The legendary figures of every civilization are associated with periods of deep crisis. Perhaps the greatest crisis into which men are plunged is one which culminates in a great social revolution. The only man in modern history whose influence ranks with Stalin’s is, as so many have observed, Napoleon, and it is not accidental that he too rose out of the ashes of a great social revolution. Both Stalin and Napoleon were able to harness the enormous social force unleashed by their respective revolutions. This fact explains their exceptional impact on history.
Stalin was an extremely shrewd politician; and he recognized, unconsciously perhaps, that his great prestige was intimately connected with his role as the inheritor, if not of the ideals of the revolution, then at least of its inner dynamism. He himself sensed that his deification (which he encouraged) was a tribute not only, or literally, to his abilities, but also to the enormous impact of his rule. It would have been absurd to attempt to direct some of this adulation to any individual or group among his “close associates”; none of these had served prominently in the revolution, and most of them had not even begun to play major roles in Soviet life until the late 1930′s, under the protection of his own shadow. Stalin must have sensed, too, that, much as he may have wanted to insure the continuity of his regime, he would jeopardize his own position were he to begin the “transfer” of power before his death. But it went deeper than that: he understood, master politician that he was, that at bottom he could not make a “successor” simply by naming one, and, if he were to have a real “successor,” the man would have to traverse much the same road he had.

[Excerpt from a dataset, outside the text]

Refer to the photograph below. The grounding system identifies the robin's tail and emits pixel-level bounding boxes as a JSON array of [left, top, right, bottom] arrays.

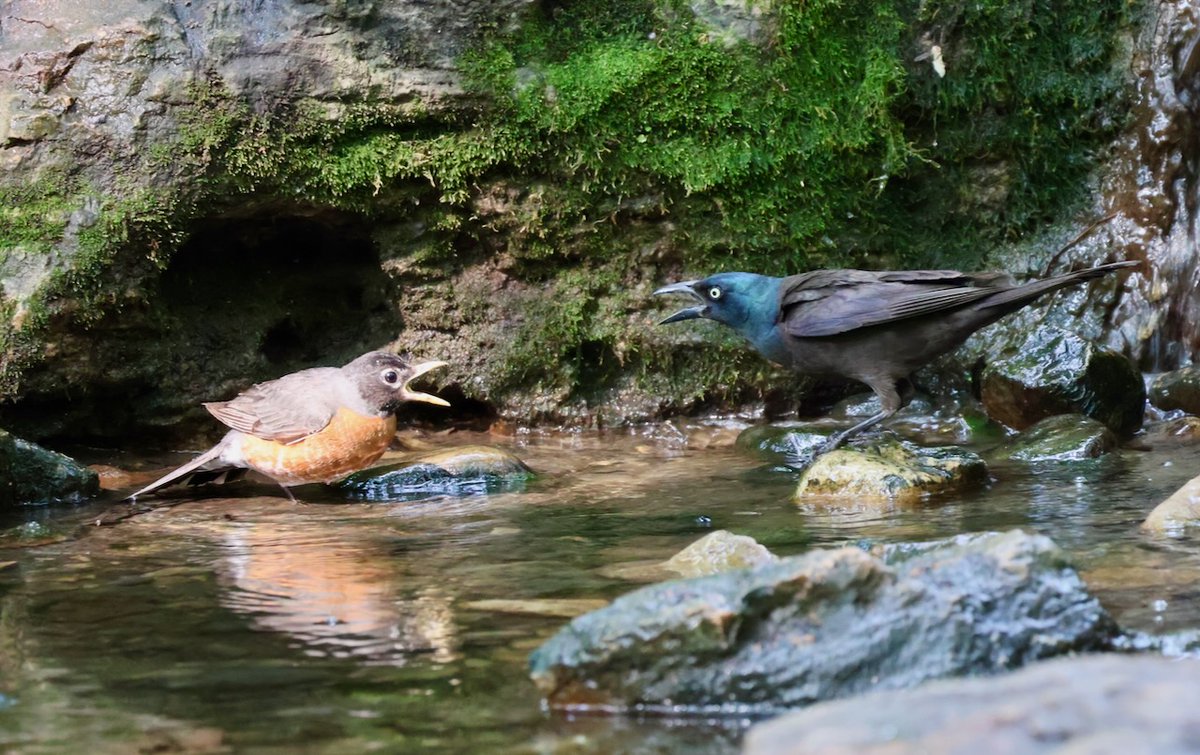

Many observers were impressed with the fact that at the 19th Party Congress last fall Malenkov read the report usually reserved for Stalin himself. But much of the fanfare (chiefly in the Western press) with which Malenkov was greeted before the Congress turned out to be rather stale copy when the Congress itself went into session. He read the report; but it proved to be a rather routine speech made in routine fashion, and very much, in its essential tone and spirit, like the reports delivered by Beria and Molotov. None of the three, in fact, said very much that might not have appeared in a Pravda editorial nearly any day in the week. The language, manner, and delivery of Malenkov’s speech was also completely undistinguished.
In his book Stalin, Isaac Deutscher asserts the reason Soviet writing is so dull and methodical is that every bureaucrat wants to imitate Stalin’s style. There is some truth in this, but a major point is missed, namely, that compared with a Pravda editorial even Stalin’s prose sounds extremely interesting, almost absorbing. Stalin’s two contributions to the 19th Party Congress—on the “economic questions of socialism” and on the importance of “our foreign comrades”—contained the only interesting things said during the entire Congress, aside from some new factual data given by Malenkov. Stalin’s contributions had interest not only because he presented a new slant on some theoretical questions, but also because the style, dull as it may have been, was eminently his own. The flatness, the didactic tone, the pedestrian crudeness, the feigned modesty so characteristic of all of Stalin’s writings in the past, were as much in evidence as ever. Malenkov’s speech, on the other hand, was devoid of a single individual touch.
Added to this, of course, was the fact that Stalin’s speech had something new to say. Malenkov and the “close associates” continued to parrot the line of yesterday’s Pravda editorial, much of it, in fact, contrary to Stalin’s new theses. Had Stalin really taken Malenkov seriously as a “successor,” would he have given him so ignominious—almost humiliating—a role at the 19th Party Congress? The “heir presumptive”—a parrot like the rest!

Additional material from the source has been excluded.